The second line deletes the reference to that old branch.
第二行删除对该旧分支的引用。
The rest of the commands are relatively straightforward.
其余的命令相对简单。
回答by Lee Netherton
I find that the --tree-filter
option used in other answers can be very slow, especially on larger repositories with lots of commits.
我发现--tree-filter
其他答案中使用的选项可能非常慢,尤其是在具有大量提交的较大存储库中。
Here is the method I use to completely remove a directory from the git history using the --index-filter
option, which runs much quicker:
这是我使用该--index-filter
选项从 git 历史记录中完全删除目录的方法,它运行得更快:
# Make a fresh clone of YOUR_REPO
git clone YOUR_REPO
cd YOUR_REPO
# Create tracking branches of all branches
for remote in `git branch -r | grep -v /HEAD`; do git checkout --track $remote ; done
# Remove DIRECTORY_NAME from all commits, then remove the refs to the old commits
# (repeat these two commands for as many directories that you want to remove)
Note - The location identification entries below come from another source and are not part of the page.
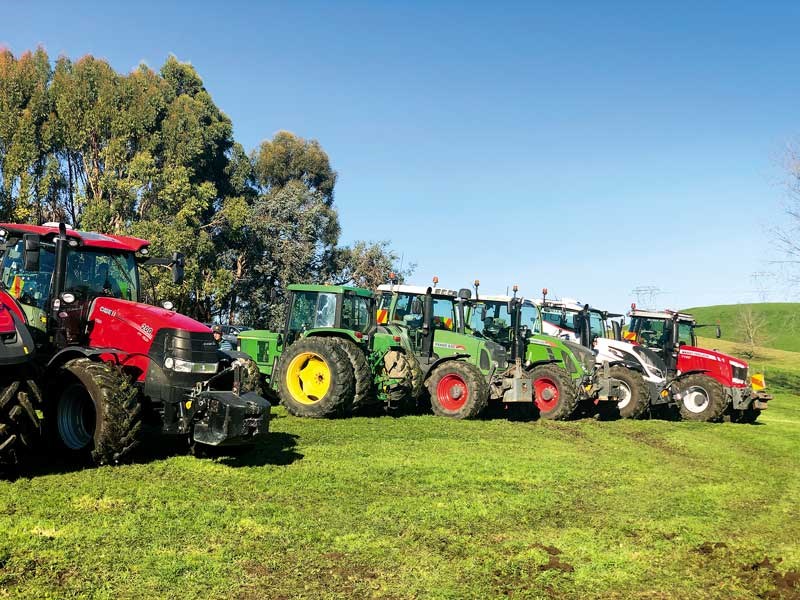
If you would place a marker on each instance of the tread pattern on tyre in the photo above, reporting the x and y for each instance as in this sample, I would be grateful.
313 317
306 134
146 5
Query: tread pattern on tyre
364 392
339 399
19 421
717 402
117 407
567 392
477 388
640 394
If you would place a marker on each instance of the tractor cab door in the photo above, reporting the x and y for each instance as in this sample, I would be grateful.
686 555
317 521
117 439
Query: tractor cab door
30 288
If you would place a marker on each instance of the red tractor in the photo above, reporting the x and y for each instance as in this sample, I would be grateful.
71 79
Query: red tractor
709 384
110 365
19 393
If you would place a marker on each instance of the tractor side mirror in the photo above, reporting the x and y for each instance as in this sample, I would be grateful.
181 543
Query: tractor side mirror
31 252
177 267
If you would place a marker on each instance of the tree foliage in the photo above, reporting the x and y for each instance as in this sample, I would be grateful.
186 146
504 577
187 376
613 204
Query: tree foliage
149 154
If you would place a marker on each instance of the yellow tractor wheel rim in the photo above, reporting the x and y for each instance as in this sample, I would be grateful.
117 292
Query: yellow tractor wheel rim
308 378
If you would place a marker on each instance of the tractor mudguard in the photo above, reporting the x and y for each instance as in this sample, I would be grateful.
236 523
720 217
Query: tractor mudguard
69 352
628 364
226 419
537 363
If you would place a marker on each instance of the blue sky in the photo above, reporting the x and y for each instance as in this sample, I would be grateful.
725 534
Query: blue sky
591 148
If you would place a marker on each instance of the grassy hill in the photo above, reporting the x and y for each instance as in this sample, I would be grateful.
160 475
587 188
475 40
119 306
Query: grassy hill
781 328
425 507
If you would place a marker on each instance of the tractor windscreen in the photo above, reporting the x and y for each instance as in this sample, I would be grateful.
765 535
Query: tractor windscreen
31 288
565 320
91 272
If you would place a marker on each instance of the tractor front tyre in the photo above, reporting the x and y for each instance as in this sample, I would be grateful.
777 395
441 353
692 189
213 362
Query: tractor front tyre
364 393
702 398
458 390
554 393
19 422
315 379
405 370
634 398
94 412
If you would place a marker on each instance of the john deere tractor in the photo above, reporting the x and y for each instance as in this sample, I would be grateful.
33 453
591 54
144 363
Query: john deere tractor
564 374
331 359
461 372
111 365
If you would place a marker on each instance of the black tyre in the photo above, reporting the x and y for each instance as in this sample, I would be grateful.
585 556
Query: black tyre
315 379
19 422
94 412
702 398
634 399
405 369
364 390
554 393
458 390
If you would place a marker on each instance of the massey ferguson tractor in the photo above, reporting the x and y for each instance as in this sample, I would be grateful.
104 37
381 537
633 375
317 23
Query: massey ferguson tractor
111 365
641 371
711 384
20 397
331 359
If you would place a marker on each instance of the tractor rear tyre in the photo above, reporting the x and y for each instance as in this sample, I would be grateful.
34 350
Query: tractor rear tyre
398 365
364 393
554 393
94 412
634 399
702 398
315 379
19 422
458 390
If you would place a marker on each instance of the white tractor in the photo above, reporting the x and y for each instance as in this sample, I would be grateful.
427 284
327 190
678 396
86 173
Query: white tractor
641 371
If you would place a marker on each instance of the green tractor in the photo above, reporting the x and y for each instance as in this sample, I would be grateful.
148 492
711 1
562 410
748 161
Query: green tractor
565 377
331 359
461 372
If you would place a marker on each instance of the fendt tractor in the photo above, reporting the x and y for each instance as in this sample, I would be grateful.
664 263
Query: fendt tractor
460 371
20 397
564 373
712 385
642 372
111 364
331 359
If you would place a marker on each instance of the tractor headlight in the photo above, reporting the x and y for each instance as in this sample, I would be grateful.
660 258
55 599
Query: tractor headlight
184 366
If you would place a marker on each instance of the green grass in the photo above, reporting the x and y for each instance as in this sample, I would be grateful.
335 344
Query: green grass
781 328
424 507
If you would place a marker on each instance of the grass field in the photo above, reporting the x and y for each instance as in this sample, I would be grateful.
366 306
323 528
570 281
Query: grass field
424 507
781 322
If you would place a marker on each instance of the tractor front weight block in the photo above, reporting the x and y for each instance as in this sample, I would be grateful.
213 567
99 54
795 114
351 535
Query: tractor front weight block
227 419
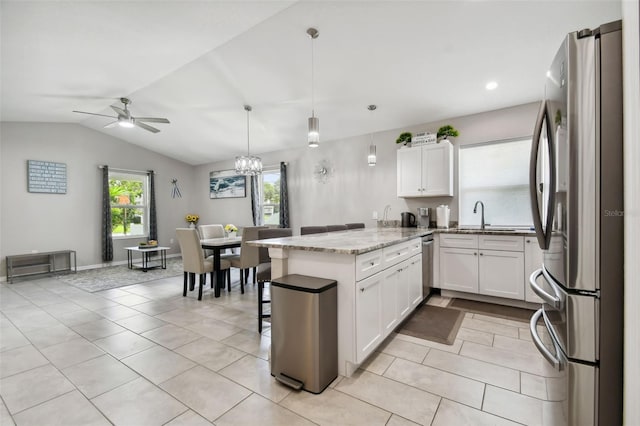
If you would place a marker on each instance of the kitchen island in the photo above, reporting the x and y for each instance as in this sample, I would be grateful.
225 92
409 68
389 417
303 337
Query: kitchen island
379 275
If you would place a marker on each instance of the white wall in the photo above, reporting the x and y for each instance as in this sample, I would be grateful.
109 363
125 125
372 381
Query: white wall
355 190
631 72
43 222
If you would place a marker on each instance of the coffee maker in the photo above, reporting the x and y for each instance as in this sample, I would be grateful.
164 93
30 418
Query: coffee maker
423 217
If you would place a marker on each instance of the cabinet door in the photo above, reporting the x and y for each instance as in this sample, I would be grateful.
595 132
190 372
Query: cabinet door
368 319
532 261
389 299
437 169
409 170
501 274
415 281
459 269
402 291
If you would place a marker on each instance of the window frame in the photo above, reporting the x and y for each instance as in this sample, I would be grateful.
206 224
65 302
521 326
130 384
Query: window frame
524 186
132 176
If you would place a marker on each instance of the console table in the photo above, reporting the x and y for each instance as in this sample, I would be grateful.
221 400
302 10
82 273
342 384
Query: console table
21 265
146 254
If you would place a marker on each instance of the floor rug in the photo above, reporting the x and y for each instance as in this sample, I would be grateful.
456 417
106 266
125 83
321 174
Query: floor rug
433 323
99 279
491 309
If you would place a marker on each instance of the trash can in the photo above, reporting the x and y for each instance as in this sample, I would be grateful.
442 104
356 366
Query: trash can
304 332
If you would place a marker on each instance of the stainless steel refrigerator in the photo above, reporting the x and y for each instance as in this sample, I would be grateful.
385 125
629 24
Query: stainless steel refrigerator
576 186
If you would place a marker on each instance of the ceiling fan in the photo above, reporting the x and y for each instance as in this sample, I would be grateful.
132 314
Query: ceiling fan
125 119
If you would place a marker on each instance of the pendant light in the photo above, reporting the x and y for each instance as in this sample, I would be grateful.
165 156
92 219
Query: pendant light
249 164
371 158
313 136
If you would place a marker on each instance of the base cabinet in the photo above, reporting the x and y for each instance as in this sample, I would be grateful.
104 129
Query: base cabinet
500 274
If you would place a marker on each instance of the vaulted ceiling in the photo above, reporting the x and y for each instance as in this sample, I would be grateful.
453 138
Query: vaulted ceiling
198 62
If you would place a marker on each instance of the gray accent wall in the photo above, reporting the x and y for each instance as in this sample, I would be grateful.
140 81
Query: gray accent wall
44 222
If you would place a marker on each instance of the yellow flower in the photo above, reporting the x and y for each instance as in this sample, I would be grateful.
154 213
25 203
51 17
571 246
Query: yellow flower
192 218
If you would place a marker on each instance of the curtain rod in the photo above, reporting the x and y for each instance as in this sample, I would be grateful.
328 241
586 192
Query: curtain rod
102 166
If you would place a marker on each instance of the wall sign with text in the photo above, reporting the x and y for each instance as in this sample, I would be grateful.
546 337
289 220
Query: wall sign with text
47 177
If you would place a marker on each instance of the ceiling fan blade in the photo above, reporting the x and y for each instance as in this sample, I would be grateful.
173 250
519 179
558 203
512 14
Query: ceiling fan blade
92 113
118 110
152 119
146 127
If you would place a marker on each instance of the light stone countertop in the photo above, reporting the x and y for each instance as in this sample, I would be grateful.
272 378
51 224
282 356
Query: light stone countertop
355 241
487 231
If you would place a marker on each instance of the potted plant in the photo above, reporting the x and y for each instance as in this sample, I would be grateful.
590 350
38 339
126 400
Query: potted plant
445 131
404 138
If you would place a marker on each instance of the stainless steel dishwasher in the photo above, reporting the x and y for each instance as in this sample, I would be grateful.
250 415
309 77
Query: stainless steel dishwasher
427 265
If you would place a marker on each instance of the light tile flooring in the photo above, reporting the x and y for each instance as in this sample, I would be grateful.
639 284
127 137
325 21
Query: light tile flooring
144 355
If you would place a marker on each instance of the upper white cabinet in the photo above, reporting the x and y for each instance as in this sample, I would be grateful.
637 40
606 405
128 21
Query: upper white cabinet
425 171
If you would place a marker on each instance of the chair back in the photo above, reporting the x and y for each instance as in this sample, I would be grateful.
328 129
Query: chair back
192 256
306 230
211 231
265 234
355 225
249 256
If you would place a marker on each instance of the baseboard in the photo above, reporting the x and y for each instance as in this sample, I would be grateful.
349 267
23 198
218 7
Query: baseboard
489 299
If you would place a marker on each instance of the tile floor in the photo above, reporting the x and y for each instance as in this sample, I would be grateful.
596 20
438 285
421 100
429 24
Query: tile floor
144 355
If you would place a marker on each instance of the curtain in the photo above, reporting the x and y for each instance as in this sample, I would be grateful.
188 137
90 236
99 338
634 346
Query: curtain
107 241
256 201
153 218
284 197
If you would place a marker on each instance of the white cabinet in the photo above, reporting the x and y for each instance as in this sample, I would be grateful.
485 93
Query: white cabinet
500 273
368 319
532 261
415 281
425 171
492 265
459 269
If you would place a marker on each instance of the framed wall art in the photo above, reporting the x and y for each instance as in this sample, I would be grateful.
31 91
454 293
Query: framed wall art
227 184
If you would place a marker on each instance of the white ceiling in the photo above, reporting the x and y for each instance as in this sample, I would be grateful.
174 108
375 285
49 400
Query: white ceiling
198 62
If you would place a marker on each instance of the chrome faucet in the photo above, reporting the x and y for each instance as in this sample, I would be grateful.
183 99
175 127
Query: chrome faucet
475 210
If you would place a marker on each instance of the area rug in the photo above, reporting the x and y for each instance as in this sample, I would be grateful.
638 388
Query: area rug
491 309
99 279
433 323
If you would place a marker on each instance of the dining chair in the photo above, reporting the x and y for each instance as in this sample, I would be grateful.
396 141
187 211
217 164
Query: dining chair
264 269
248 257
194 262
355 225
307 230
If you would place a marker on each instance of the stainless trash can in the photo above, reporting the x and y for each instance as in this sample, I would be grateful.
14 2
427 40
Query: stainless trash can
304 331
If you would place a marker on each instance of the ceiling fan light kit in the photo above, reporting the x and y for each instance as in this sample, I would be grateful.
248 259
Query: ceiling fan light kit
249 165
125 119
313 137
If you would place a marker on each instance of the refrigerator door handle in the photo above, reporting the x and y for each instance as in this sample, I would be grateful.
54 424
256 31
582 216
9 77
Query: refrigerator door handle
555 300
543 234
557 363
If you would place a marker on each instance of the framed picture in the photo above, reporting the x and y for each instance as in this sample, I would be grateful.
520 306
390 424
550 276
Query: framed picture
227 184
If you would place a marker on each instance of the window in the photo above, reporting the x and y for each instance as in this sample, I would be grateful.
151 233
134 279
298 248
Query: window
129 206
271 197
498 175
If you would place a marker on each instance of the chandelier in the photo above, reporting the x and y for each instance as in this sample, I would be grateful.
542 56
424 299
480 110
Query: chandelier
248 164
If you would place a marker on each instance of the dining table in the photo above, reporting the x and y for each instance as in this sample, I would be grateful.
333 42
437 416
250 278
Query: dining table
217 245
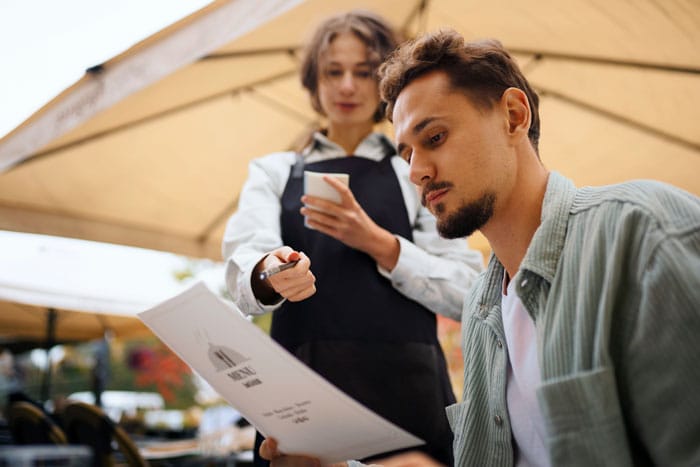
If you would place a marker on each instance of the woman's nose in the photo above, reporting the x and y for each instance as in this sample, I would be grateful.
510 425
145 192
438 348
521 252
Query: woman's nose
347 82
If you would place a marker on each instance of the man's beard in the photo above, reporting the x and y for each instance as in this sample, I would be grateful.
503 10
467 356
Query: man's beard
468 219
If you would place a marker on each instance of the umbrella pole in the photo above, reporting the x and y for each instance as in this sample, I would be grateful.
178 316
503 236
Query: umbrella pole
50 341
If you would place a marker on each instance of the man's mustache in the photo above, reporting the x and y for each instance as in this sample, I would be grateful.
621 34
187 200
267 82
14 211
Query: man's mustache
430 187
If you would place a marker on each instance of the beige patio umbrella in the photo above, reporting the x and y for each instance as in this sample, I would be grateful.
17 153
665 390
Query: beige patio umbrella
129 157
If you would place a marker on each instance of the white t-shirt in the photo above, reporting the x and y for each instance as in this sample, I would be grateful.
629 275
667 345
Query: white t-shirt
522 381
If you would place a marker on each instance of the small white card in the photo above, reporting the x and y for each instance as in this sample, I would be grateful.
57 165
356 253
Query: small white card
274 391
314 185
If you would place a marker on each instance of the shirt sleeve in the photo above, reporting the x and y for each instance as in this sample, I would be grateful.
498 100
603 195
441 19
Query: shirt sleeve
434 271
254 229
662 371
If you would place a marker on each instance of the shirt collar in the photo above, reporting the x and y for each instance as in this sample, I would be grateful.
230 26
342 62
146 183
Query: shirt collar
375 146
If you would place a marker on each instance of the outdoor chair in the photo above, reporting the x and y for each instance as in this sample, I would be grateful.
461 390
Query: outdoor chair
28 424
90 425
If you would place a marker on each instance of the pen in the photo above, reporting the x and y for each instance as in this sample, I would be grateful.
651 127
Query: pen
274 270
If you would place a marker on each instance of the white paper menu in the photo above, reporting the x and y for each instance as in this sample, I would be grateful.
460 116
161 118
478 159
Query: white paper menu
274 391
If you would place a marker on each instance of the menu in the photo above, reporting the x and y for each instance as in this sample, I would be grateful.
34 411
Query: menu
275 392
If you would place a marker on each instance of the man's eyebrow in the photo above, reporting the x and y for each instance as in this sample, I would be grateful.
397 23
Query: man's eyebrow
422 124
415 130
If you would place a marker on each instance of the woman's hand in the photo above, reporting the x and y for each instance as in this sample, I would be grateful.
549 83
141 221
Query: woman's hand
350 224
294 284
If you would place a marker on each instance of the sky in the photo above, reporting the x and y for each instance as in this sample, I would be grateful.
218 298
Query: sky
46 45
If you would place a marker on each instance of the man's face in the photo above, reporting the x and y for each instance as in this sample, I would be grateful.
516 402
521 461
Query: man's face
458 153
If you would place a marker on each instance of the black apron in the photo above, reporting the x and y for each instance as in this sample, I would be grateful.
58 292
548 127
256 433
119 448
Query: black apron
357 330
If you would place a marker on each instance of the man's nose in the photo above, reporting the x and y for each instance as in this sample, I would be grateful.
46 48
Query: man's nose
421 171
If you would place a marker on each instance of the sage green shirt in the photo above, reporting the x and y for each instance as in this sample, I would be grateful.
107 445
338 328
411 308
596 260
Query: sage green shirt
612 281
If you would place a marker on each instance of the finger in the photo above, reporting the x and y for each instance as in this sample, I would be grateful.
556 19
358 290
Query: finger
268 449
291 290
277 256
303 295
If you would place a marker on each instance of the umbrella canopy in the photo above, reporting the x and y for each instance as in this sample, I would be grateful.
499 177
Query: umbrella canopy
58 290
157 160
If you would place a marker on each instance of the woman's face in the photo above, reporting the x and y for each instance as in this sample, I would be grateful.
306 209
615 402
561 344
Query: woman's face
347 84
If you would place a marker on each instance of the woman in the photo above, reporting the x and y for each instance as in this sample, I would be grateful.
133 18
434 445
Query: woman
356 306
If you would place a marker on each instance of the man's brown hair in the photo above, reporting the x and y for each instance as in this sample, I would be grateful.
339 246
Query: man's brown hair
482 70
371 29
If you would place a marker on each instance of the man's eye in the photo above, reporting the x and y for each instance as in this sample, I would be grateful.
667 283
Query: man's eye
435 139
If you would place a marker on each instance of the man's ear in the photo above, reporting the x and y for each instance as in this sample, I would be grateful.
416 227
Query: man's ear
518 111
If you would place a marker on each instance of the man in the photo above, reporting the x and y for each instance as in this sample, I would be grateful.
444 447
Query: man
581 339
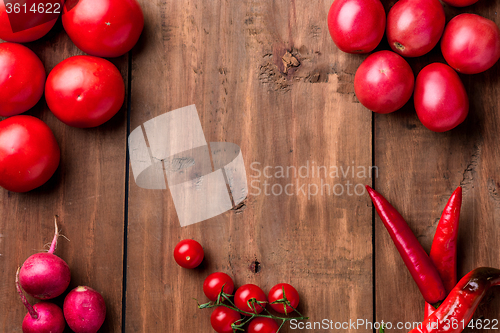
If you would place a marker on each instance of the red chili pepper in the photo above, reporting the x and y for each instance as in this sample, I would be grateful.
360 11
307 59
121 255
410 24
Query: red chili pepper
444 246
454 314
414 256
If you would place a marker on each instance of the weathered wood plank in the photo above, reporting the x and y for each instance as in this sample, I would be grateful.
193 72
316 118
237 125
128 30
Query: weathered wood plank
87 192
419 170
226 57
git filter-branch --index-filter 'git rm -rf --cached --ignore-unmatch DIRECTORY_NAME/' --prune-empty --tag-name-filter cat -- --all
git for-each-ref --format="%(refname)" refs/original/ | xargs -n 1 git update-ref -d
# Ensure all old refs are fully removed
rm -Rf .git/logs .git/refs/original
# Perform a garbage collection to remove commits with no refs
git gc --prune=all --aggressive
# Force push all branches to overwrite their history
# (use with caution!)
git push origin --all --force
git push origin --tags --force
You can check the size of the repository before and after the gc
with:
您可以在gc
使用之前和之后检查存储库的大小:
git count-objects -vH
回答by participant
In addition to the popular answer aboveI would like to add a few notes for Windows-systems. The command
除了上面流行的答案之外,我还想为Windows 系统添加一些注释。命令
git filter-branch --tree-filter 'rm -rf node_modules' --prune-empty HEAD
works perfectly without anymodification! Therefore, you must notuse
Remove-Item
,del
or anything else instead ofrm -rf
.If you need to specify a path to a file or directory use slasheslike
./path/to/node_modules
无需任何修改即可完美运行!因此,您不得使用
Remove-Item
,del
或其他任何东西来代替rm -rf
。如果您需要指定文件或目录的路径,请使用斜杠,例如
./path/to/node_modules
回答by Kim T
The best and most accurate method I found was to download the bfg.jar file: https://rtyley.github.io/bfg-repo-cleaner/
我发现的最好和最准确的方法是下载 bfg.jar 文件:https://rtyley.github.io/bfg-repo-cleaner/
Then run the commands:
然后运行命令:
git clone --bare https://project/repository project-repository
cd project-repository
java -jar bfg.jar --delete-folders DIRECTORY_NAME # i.e. 'node_modules' in other examples
git reflog expire --expire=now --all && git gc --prune=now --aggressive
git push --mirror https://project/new-repository
If you want to delete files then use the delete-files option instead:
如果要删除文件,请改用 delete-files 选项:
java -jar bfg.jar --delete-files *.pyc
回答by jgbarah
Complete copy&paste recipe, just adding the commands in the comments (for the copy-paste solution), after testing them:
完整的复制粘贴配方,只需在评论中添加命令(对于复制粘贴解决方案),在测试它们之后:
git filter-branch --tree-filter 'rm -rf node_modules' --prune-empty HEAD
echo node_modules/ >> .gitignore
git add .gitignore
git commit -m 'Removing node_modules from git history'
git gc
git push origin master --force
After this, you can remove the line "node_modules/" from .gitignore
在此之后,您可以从 .gitignore 中删除“node_modules/”行
回答by kcode
For Windows user, please note to use "
instead of '
Also added -f
to force the command if another backup is already there.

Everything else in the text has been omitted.